Stratification and Allocation

  • Proportional, equal, Neyman, optimal, and power allocation via stratify_by(..., alloc = ).
  • Custom allocation via named vectors or data frames.
  • Minimum and maximum sample size constraints (min_n, max_n).

Multi-Stage and Multi-Phase

  • Multi-stage sampling with add_stage() and automatic weight compounding across stages.
  • Partial execution via execute(..., stages = 1) for operational workflows.
  • Two-phase sampling: pipe a tbl_sample into execute().

Panel Partitioning

  • execute(..., panels = k) assigns units to k panels via systematic within-stratum interleaving.
  • Multi-stage designs: panels assigned at PSU level and propagated.
  • Full-sample weights preserved; analyst multiplies by k for per-panel estimation.

Certainty Selection

  • PPS WOR methods support certainty selection via certainty_size (absolute threshold) or certainty_prop (proportional threshold).
  • Iterative identification for proportional thresholds.
  • certainty_overflow = "allow" returns all certainty units when they exceed the target n.
  • Stratum-specific thresholds via data frames.

Control Sorting

  • control = c(var1, var2) for nested (standard) sorting.
  • control = serp(var1, var2) for serpentine (alternating direction) sorting.
  • Applied within strata when combined with stratify_by().

Zero-Selection Handling

  • on_empty parameter for random-size methods: "error" (default), "warn" (fall back to SRS of 1), or "silent".

Survey Export

  • as_svydesign() converts tbl_sample to survey::svydesign() with correct strata, cluster ids, weights, and finite population corrections. Handles PPS WOR (Brewer approximation or exact ppsmat), WR/PMR (Inf FPC, Hansen-Hurwitz), certainty strata, balanced sampling, and two-phase designs.
  • as_svrepdesign() converts to replicate-weight designs via survey::as.svrepdesign(). For PPS and balanced designs, "subbootstrap" and "mrbbootstrap" are supported; other types emit a warning.
  • as_survey_design() and as_survey_rep() methods registered on srvyr generics for direct conversion to tbl_svy objects.
  • joint_expectation() computes pairwise joint inclusion probabilities (WOR) or joint expected hits (WR/PMR) for exact variance estimation. Supports balanced sampling via high-entropy approximation.

Survey Planning (svyplan >= 0.6.0 integration)

  • design_effect() and effective_n() re-exported from svyplan with tbl_sample methods. Five methods: Kish, Henry, Spencer, Chen-Rust, and cluster planning.
  • Auto-extraction of design metadata (strata, clusters, selection probabilities) from the stored sampling design.
  • draw() accepts svyplan_n, svyplan_power, and svyplan_cluster objects directly from n_prop(), n_mean(), n_multi(), n_cluster(), power_prop(), power_mean().
  • Precision analysis: prec_prop(), prec_mean(), prec_cluster(), prec_multi() evaluate achieved precision at a given sample size. Bidirectional round-trip between n_*() and prec_*() via S3 dispatch.
  • Sensitivity analysis via predict() methods on all svyplan objects.
  • Response rate adjustment via resp_rate parameter across all planning functions.
  • Confidence intervals via confint() on sample size and precision objects.

Diagnostics

  • summary.tbl_sample() shows per-stage stratum allocation tables with N_h, n_h, f_h, and weight diagnostics (Kish DEFF, n_eff, CV).
  • validate_frame() checks for missing variables, NA values in strata/cluster columns, and MOS/PRN/auxiliary variable issues before execution.

Datasets

  • bfa_eas: 14,900 enumeration areas from Burkina Faso (LSMS/HBS style).

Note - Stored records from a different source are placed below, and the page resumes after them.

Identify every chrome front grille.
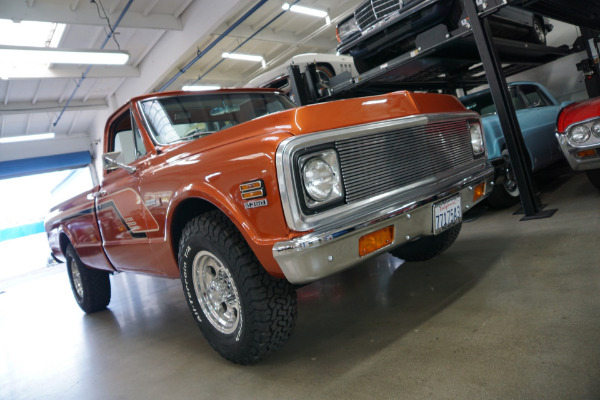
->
[335,120,473,204]
[354,0,402,30]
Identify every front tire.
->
[391,222,462,261]
[585,169,600,190]
[179,212,297,364]
[65,244,111,314]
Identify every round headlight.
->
[302,158,335,201]
[569,125,590,143]
[592,121,600,138]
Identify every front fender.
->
[165,135,300,277]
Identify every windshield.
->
[141,93,295,144]
[460,87,527,115]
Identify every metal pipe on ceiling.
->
[52,0,133,126]
[157,0,267,92]
[191,0,300,85]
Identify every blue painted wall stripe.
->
[0,221,44,242]
[0,151,92,179]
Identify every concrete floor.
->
[0,166,600,400]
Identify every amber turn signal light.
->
[577,149,596,158]
[473,182,485,203]
[358,225,394,257]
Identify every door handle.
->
[87,189,106,200]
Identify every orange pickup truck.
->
[45,89,493,364]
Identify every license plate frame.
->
[431,195,462,235]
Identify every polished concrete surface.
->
[0,163,600,400]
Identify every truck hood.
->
[160,91,467,160]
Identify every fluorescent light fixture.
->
[0,132,54,143]
[222,53,264,62]
[0,46,129,65]
[181,85,221,92]
[281,3,327,18]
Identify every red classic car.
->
[556,97,600,189]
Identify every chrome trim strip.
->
[273,166,494,284]
[276,112,478,231]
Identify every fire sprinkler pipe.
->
[157,0,267,92]
[52,0,133,126]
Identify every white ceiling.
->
[0,0,360,162]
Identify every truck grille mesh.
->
[335,120,474,203]
[354,0,401,30]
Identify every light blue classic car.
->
[460,82,568,208]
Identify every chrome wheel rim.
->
[192,250,242,334]
[69,260,83,299]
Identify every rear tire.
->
[487,149,520,209]
[390,222,462,261]
[585,169,600,190]
[65,244,110,314]
[179,211,297,364]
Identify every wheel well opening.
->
[58,233,71,255]
[170,199,218,262]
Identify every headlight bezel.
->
[567,123,592,144]
[294,146,345,214]
[467,119,485,158]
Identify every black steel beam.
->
[464,0,556,219]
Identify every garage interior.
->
[0,0,600,399]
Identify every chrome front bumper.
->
[556,133,600,171]
[273,167,494,284]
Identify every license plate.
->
[433,196,462,235]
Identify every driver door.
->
[96,108,158,272]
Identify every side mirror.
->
[102,151,136,174]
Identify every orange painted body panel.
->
[45,187,113,270]
[48,89,465,278]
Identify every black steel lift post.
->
[290,0,600,220]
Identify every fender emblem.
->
[244,199,269,209]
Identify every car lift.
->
[289,0,600,220]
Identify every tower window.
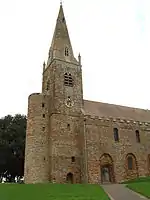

Companion tables bfa_eas_variance and bfa_eas_cost for Neyman and optimal allocation.
  • zwe_eas and zwe_households: DHS-style two-stage cluster frame from Zimbabwe (22,600 EAs, 379,326 households).
  • ken_enterprises: 6,823 establishments from Kenya for enterprise surveys, panel partitioning, and PRN coordination examples.